Une grosse servante se présenta :

« Est-elle arrivée ? cria le petit garçon.

— Qui, mon joli monsieur ?

— La malle-poste de Caen.

— Non vraiment, on ne l’attend point avant onze heures et demie. »

Il fallut se résigner et patienter. On commanda le déjeuner et on se promena dans les rues, sur les quais ; on fit aussi quelques emplettes dans un bazar dont la propriétaire, qui avait autrefois habité Biville, s’empressa auprès des acheteurs, en s’écriant :

« Eh, bonjour, commandant, madame, mademoiselle, et la compagnie, choisissez. Et que je suis donc aise de vous voir tous en si belle santé. C’est-il Dieu possible, comme Mlle Marine a grandi ! presque aussi haute que sa mère ! et rose et fraîche ! ça nous pousse ces jeunesses, n’est-il pas vrai, madame ? » Alors, tout en hésitant un peu, mais emportée par sa franchise, la bonne femme ajouta : « Je ne puis faire à M. Ferdinand la même louange qu’à sa sœur ; depuis cinq ans que je n’ai eu l’honneur de voir la famille, le jeune homme n’a point crû.

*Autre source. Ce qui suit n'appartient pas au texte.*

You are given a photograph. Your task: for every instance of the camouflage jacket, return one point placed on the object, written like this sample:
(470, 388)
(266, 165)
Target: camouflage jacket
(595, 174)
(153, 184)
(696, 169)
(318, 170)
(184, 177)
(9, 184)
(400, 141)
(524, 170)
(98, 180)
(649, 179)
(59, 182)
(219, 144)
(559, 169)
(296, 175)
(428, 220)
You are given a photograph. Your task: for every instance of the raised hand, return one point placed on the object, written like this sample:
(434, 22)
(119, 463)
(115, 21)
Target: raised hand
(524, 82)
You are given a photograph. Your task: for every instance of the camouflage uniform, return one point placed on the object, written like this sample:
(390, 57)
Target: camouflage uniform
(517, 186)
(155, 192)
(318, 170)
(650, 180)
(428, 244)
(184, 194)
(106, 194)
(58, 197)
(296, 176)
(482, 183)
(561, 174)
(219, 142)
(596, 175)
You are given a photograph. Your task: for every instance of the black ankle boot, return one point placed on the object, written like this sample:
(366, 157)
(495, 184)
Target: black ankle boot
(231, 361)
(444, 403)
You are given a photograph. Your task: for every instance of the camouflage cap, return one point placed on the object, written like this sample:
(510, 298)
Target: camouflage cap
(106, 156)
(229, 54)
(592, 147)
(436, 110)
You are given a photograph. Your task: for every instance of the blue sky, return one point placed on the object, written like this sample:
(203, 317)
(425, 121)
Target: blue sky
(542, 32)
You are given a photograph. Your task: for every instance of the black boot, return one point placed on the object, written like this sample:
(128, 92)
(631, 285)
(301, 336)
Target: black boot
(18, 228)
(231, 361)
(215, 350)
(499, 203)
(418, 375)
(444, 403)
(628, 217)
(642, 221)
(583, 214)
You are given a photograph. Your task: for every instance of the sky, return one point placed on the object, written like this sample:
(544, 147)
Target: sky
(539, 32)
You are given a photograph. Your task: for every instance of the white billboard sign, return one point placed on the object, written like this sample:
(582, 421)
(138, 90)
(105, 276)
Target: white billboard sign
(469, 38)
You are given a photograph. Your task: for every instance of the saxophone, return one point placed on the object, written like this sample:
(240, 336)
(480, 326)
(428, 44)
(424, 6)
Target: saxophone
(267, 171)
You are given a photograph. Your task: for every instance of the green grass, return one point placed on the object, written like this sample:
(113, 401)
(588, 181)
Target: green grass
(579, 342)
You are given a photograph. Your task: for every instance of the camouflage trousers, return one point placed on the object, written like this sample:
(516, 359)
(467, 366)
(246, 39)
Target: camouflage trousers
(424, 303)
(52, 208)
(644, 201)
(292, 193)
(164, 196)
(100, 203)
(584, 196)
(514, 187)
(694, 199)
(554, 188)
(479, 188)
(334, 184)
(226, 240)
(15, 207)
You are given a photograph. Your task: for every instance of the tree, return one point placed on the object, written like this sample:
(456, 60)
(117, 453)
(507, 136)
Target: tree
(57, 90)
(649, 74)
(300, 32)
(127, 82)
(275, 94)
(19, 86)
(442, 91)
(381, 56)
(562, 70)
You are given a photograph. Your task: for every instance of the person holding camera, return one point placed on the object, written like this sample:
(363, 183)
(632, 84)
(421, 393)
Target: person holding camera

— Je m’appelle Paul, s’écria le petit garçon en riant de tout son cœur, vous me prenez pour mon frère, déjà plus grand que papa, quand il est parti. »

La marchande s’excusa, très confuse de sa méprise, et afin de la consoler on acheta davantage chez elle.

Pour les étrangers l’erreur était compréhensible, en ce sens que Paul, de neuf ans plus jeune, ressemblait trait pour trait à son aîné.

Onze heures un quart. Groupée sur le quai, la famille regardait au loin, guettant l’arrivée de la malle, qui se montra enfin au tournant de la route de Paris.

Les chevaux brûlaient le pavé, le postillon agitait son fouet et le conducteur sonnait la joyeuse fanfare du retour.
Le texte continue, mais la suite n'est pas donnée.